Facilitate sprint planning, technical reviews, and cross-functional coordination to drive on-time execution.
Track and report on project status, risks, and key milestones to senior leadership.
Quality Engineering
Collaborate with the Quality & Compliance Manager to maintain and improve the QMS in accordance with FDA 21 CFR Part 820, ISO 13485, and EU MDR.
Lead requirements management to ensure all system, software, and hardware specifications are complete, testable, and aligned across disciplines.
Drive risk management activities in accordance with ISO 14971, including updates to risk files and mitigation tracking.
Develop and maintain V&V protocols and reports for software updates, manufacturing changes, and product improvements, including compliance with IEC 60601 and IEC 62304.
Own traceability between design inputs, risk controls, and verification/validation (V&V) activities.
Maintain design documentation such as DHF, DMR, and engineering change orders (ECOs), ensuring quality system alignment.
Lead design reviews, design change control boards, and risk reviews to ensure disciplined design control processes.
Support software and hardware root cause investigations for field issues, manufacturing deviations, or test failures.
Lead product/production investigations and collaborate with development, product and quality system teams to identify failure modes, analyze issues, and drive corrective/preventive actions (CAPA).
Participate in post-market surveillance activities by investigating and resolving issues raised through complaints or quality events.
Contribute to ongoing design history file and technical document maintenance, as needed for regulatory submissions and audits.
Qualifications/Requirements:
Bachelor’s or Master’s degree in Engineering (Biomedical, Electrical, Mechanical, or related field).
7+ years of experience in medical device development, design engineering, quality engineering, or technical project management.
Strong knowledge of FDA 21 CFR Part 820, ISO 13485, ISO 14971, and EU MDR.
Experience with IEC 62304 (software lifecycle) and IEC 60601 (electrical safety & EMC).
Proven ability to manage cross-functional software and hardware projects, ideally in a sustaining or post-market context.
Hands-on experience with design control, requirements management, risk analysis, and V&V documentation.
Familiarity with CAPA processes and leading root cause investigations with software and hardware teams.

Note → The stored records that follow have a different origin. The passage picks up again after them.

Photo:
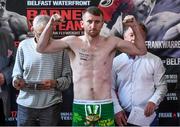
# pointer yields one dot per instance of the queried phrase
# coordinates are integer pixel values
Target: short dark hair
(93, 10)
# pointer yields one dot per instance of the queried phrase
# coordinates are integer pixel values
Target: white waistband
(106, 101)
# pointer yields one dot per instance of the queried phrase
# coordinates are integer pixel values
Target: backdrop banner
(161, 18)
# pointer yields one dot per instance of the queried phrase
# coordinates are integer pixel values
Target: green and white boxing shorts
(93, 113)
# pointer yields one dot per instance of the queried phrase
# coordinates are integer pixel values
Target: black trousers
(2, 116)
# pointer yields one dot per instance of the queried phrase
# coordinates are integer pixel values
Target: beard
(93, 33)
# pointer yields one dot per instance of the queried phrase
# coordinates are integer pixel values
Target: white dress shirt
(137, 81)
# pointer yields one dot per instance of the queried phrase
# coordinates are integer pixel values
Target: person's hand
(48, 84)
(2, 80)
(19, 83)
(130, 21)
(149, 109)
(121, 118)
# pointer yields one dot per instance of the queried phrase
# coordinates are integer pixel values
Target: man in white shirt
(138, 81)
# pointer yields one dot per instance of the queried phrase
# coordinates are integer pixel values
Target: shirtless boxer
(91, 58)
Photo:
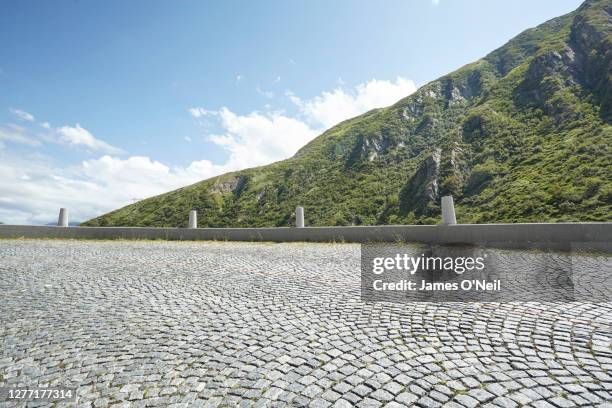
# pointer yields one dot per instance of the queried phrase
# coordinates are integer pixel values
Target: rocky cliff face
(522, 134)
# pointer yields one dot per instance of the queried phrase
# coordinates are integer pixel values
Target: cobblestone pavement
(239, 324)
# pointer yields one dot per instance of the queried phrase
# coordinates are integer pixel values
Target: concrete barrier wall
(555, 236)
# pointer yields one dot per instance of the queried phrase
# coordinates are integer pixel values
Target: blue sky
(102, 103)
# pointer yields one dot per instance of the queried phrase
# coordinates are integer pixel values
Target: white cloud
(333, 107)
(261, 138)
(200, 112)
(79, 136)
(22, 115)
(33, 189)
(264, 93)
(256, 138)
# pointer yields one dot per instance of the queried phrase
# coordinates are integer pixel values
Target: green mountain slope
(521, 135)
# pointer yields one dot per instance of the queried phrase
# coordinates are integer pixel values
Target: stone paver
(242, 324)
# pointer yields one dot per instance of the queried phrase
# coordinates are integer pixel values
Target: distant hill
(520, 135)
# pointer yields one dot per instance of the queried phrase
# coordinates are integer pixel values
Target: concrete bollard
(448, 211)
(62, 221)
(193, 219)
(299, 217)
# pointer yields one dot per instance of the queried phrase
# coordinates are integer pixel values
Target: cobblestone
(243, 324)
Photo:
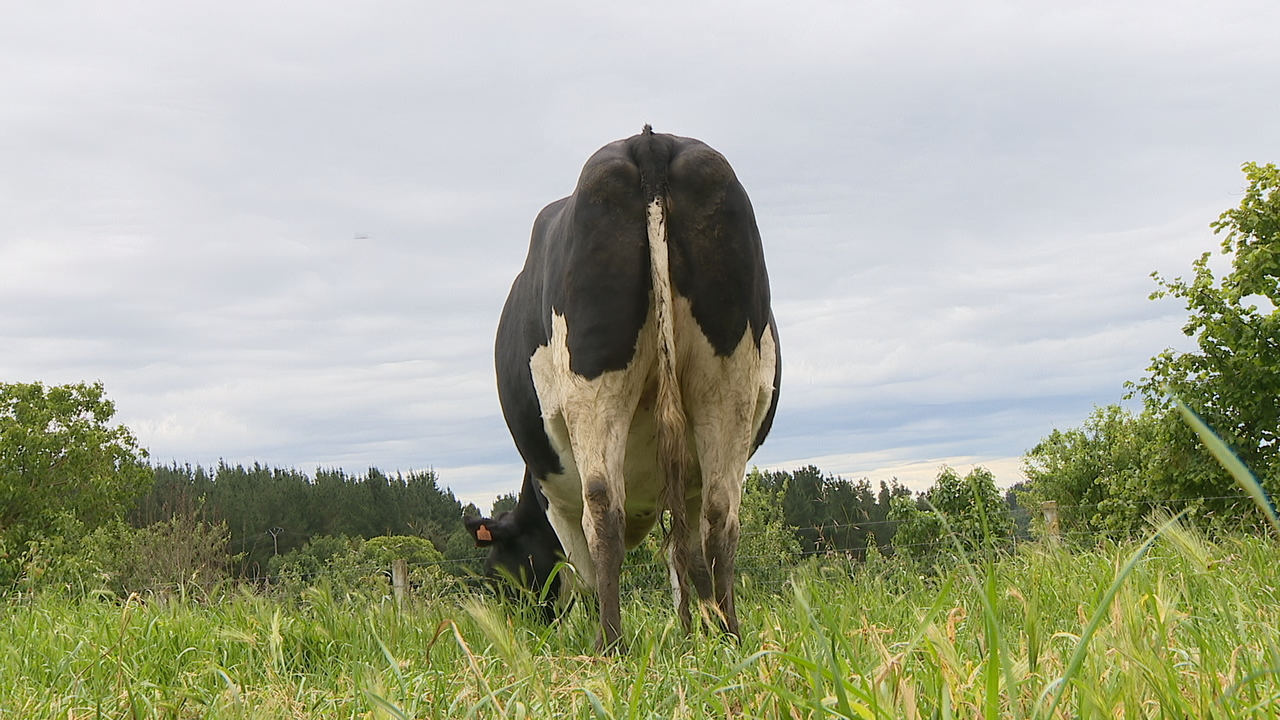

Experience working with or managing external design firms and contract manufacturers
Desired Characteristics:
Experience with spectroscopy, electromechanical systems, embedded devices, or diagnostic tools.
Exposure to SaMD development or integration into connected systems.
Agile/SCRUM project management experience; PMP certification is a plus.
Experience using tools such as JIRA, Confluence, or equivalent for design control and project tracking.
Previous experience contributing to 510(k), De Novo, or CE Mark submissions.
Strong analytical and problem-solving skills; structured approach to root cause investigation and design validation.
High attention to detail with excellent documentation and organizational discipline.
Proactive and accountable; thrives in a fast-paced, high-ownership environment.
Collaborative, team-first mindset with the ability to lead cross-functional discussions and drive alignment.
Excellent written and verbal communication skills, particularly in translating technical information for varied audiences.